Der 19. September ist in Mexiko-Stadt ein Tag des Gedenkens. Auch an diesem Dienstag heulten um elf Uhr die Sirenen in Erinnerung an die Opfer von 1985. Das damalige Erdbeben hat niemand in dieser riesigen Stadt vergessen, der einst dabei gewesen war. Hunderte Gebäude waren eingestürzt, Tausende Menschen unter den Trümmern begraben.

Umso verwunderter waren die Einwohner, als gut zwei Stunden später um kurz nach 13 Uhr schon wieder die Sirenen heulten. Noch ein Gedenken? Doch schnell war klar, dass ein neuer Ernstfall bevorstand. Genau 32 Jahre nach dem großen Desaster.

Unglücksfälle und Katastrophen miteinander zu vergleichen, verbietet sich eigentlich im Angesicht der individuellen Schicksale. Doch mit dem neuen Erdbeben an diesem 19. September mit mehr als 200 Toten kommt in Mexiko zwangsläufig die Erinnerung hoch. "Noch einmal der 19. September ... der Geist von 1985" titelt die Zeitung El Universal.

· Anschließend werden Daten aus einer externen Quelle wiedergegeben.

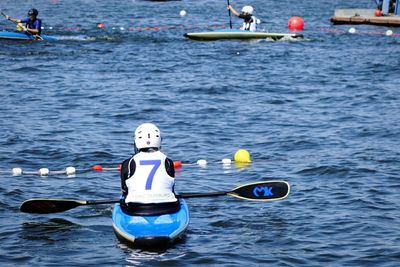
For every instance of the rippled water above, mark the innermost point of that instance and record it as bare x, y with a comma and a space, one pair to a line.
322, 114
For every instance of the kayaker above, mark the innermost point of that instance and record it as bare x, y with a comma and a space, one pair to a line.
250, 22
33, 25
148, 177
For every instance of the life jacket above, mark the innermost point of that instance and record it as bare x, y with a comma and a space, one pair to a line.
250, 25
150, 183
33, 24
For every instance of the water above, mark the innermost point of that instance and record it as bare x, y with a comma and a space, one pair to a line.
322, 114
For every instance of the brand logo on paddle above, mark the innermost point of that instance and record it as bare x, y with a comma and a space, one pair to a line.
262, 191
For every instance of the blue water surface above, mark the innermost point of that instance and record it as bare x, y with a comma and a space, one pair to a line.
321, 113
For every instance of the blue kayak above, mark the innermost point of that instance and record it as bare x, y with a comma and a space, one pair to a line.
151, 231
24, 36
238, 34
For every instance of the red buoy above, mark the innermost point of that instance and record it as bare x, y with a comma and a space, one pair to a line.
296, 23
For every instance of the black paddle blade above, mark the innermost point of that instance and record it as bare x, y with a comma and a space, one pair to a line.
45, 206
262, 191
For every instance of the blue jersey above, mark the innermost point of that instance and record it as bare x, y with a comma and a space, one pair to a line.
33, 24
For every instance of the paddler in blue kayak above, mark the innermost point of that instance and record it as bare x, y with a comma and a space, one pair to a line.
250, 22
33, 25
147, 178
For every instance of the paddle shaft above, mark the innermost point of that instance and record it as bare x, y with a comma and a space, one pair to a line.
230, 16
258, 191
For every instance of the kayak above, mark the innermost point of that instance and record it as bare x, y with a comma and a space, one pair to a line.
150, 231
24, 36
238, 34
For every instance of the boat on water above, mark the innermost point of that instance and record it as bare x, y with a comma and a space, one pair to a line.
238, 34
5, 35
151, 231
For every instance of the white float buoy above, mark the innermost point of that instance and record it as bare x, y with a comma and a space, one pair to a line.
43, 172
16, 171
352, 30
226, 161
202, 162
70, 170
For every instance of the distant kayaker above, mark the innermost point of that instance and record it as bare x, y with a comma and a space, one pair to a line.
147, 178
250, 22
33, 25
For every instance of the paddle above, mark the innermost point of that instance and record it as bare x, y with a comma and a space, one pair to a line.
259, 191
230, 17
38, 37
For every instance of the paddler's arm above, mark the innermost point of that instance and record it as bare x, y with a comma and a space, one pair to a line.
13, 20
233, 11
33, 31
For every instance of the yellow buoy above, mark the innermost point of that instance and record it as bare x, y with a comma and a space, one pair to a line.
242, 155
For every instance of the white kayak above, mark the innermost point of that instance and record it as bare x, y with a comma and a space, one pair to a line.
239, 34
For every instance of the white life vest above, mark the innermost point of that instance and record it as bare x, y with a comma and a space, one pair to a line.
250, 26
150, 183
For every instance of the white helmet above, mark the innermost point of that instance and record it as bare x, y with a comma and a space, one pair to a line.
247, 9
147, 135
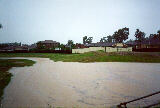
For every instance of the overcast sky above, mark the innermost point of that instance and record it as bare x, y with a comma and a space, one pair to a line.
29, 21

Die Stärke des Bebens vor 32 Jahren betrug 8,1 auf der Richterskala (diesmal lag der Wert bei 7,1). Es folgte ein nationaler Notstand und die Erkenntnis, dass das Land schlecht vorbereitet war auf die Wucht und die Zerstörungen solch eines schweren Erdbebens, trotz seiner tektonisch gefährdeten Lage. Mexiko liegt auf der nordamerikanischen Kontinentalplatte, an der Pazifik-Küste schiebt sich die sogenannte Cocos-Platte darunter. Um 7.19 Uhr morgens bebte die Erde und nur wenige Minuten später glich die Millionenstadt an vielen Orten einem Trümmerfeld.

Etwa 800 Häuser stürzten ein, eine noch größere Zahl wurde beschädigt. Bald fiel auf, dass teilweise aus dem 17. Jahrhundert stammende Gebäude noch standen, hingegen viele neuere Häuser in Trümmern lagen. Zum Beispiel das Regis Hotel, eine der luxuriösesten Unterkünfte dieser Zeit. Es war genauso zerstört wie etliche Werkstätten der Textilindustrie, Hunderte Näher starben, 40 000 waren anschließend arbeitslos. Zwar gab es bereits seit 1977 strengere Bauvorschriften, doch erstens kamen diese für viele Häuser zu spät, zweitens ließ sich mit Korruption noch jede Vorschrift umgehen. Anschließend vernahm die mexikanische Gesellschaft staunend und zornig, dass trotz erdrückender Beweise kaum ein Verantwortlicher bestraft wurde. Auch eine staatliche Baufirma kam weitgehend glimpflich davon, obwohl sie für die Errichtung von Schulen zuständig war, von denen viele ebenfalls eingestürzt waren.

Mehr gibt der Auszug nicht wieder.